We are pleased to invite you to two seminars by Prof. Soo Hong CHEW (National University of Singapore), to be held on December 24, 2025 (Wednesday) at T7-106, hosted by the International Centre for Resilient Supply Chains and the Behavioral and Decision Research Lab.
Lunch Seminar:
(For the lunch seminar, we need to estimate the number of participants for catering purposes, so please register in advance. You may sign up by scanning the QR code on the attached poster or by logging into the MIS Survey system (https://mis.bnbu.edu.cn/survey/) before12:00 on Dec. 23. Seats will be allocated on a first-come, first-served basis.)
Time: 12:00–13:30
Venue: T1-302-R1
Title:
Energy Darwinism: From Big Bang to Intelligence
Abstract:
This talk traces a unifying story from the Big Bang to intelligence — a story of how the universe learns to think by economizing energy. Beginning at hydrothermal vents where proton gradients powered the first metabolic reactions, life emerged as nature’s earliest accounting system, turning energy management into a survival strategy. From these chemical beginnings arose the first information molecules — acetylcholine and serotonin — encoding primitive “Go” and “Wait” decisions. Evolution then expanded its chemical toolkit with dopamine and norepinephrine, adding reward and alertness, and subsequently accelerated the flow of information through electrical signaling and the rise of cephalized brains. Intelligence, in this view, is evolution’s solution to energy scarcity: the capacity to sense, perceive, choose and yet conserve.
Afternoon Seminar:
Time: 14:00–15:30
Venue: T7-106-R1
Title:
Intelligence, Situation Awareness, and Context Sensitive Choice: From Brain Plasticity to Consciousness to Incentive
Abstract:
Intelligence refers to the ability to perceive situations in general, acting appropriately, deciding among perceived options, towards accomplishing goals (Chew and Ebstein, 2025).
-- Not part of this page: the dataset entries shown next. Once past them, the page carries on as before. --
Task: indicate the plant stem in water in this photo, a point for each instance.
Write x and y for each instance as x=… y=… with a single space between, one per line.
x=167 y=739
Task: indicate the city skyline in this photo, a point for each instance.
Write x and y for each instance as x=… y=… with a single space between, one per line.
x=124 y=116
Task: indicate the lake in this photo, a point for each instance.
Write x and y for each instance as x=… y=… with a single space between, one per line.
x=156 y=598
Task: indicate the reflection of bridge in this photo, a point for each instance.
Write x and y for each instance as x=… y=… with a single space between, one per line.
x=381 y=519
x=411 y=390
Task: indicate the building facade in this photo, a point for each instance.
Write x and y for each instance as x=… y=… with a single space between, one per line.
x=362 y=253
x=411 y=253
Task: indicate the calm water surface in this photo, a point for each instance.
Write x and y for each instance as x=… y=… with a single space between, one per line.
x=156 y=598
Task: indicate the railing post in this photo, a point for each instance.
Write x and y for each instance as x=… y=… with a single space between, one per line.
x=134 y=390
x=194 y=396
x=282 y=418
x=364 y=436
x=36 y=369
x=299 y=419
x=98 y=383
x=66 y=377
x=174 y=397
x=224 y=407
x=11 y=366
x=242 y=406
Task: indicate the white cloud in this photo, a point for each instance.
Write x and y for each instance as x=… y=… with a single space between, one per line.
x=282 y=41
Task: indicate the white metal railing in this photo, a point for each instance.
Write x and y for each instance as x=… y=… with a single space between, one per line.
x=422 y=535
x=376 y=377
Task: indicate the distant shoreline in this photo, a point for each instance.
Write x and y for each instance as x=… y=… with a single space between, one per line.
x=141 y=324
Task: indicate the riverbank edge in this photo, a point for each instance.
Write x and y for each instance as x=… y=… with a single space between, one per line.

In The Principles of Psychology, William James (1890) describes consciousness as a“stream", a continuous, dynamic process that facilitates the perception of the environment. In Why Consciousness, Robert Aumann (2024) argues that consciousness evolved to enable the experience of incentive, underpinning goal seeking behavior such as preference maximization implicit in economic decision making. Auman leaves open the question of“How" which we address by relying on brain plasticity at the synaptic level. We hypothesize that the experience of incentive emerges from the modulation of synaptic plasticity respectively by the gain- and loss-oriented neurochemicals of dopamine and serotonin. We further associate the attention function in Attention Weighted Utility (AWU–Chew, 1983; Chew, Wang, Zhong, 2025) with the pair of neurochemicals–acetylcholine and norepinephrine–modulating top-down attention and bottom-up salience respectively. This delivers a neurobiological foundation for AWU, which is being applied to model context sensitive choice arising from changing as well as increasing awareness (Karni, Viero, 2013).
Speaker:
Prof. Soo Hong Chew is the Director of the Research Center for Intelligent Economy at Southwestern University of Finance and Economics and a Chair Professor in the Department of Economics at the National University of Singapore. He is a Fellow of the Econometric Society and a Fellow of the Society for the Advancement of Economic Theory (SAET), and is internationally recognized as a leading scholar in behavioral and experimental economics. He received his degree from the University of British Columbia in 1981. His work has been published in top international economics journals, including Econometrica, Journal of Political Economy, Review of Economic Studies, Journal of the European Economic Association, Journal of Economic Theory, Management Science, and International Economic Review. He has also published extensively in leading journals in biology and neuroscience, such as Proceedings of the National Academy of Sciences, Neuron, Proceedings of the Royal Society Series B, Behavioral and Brain Sciences, and NeuroImage.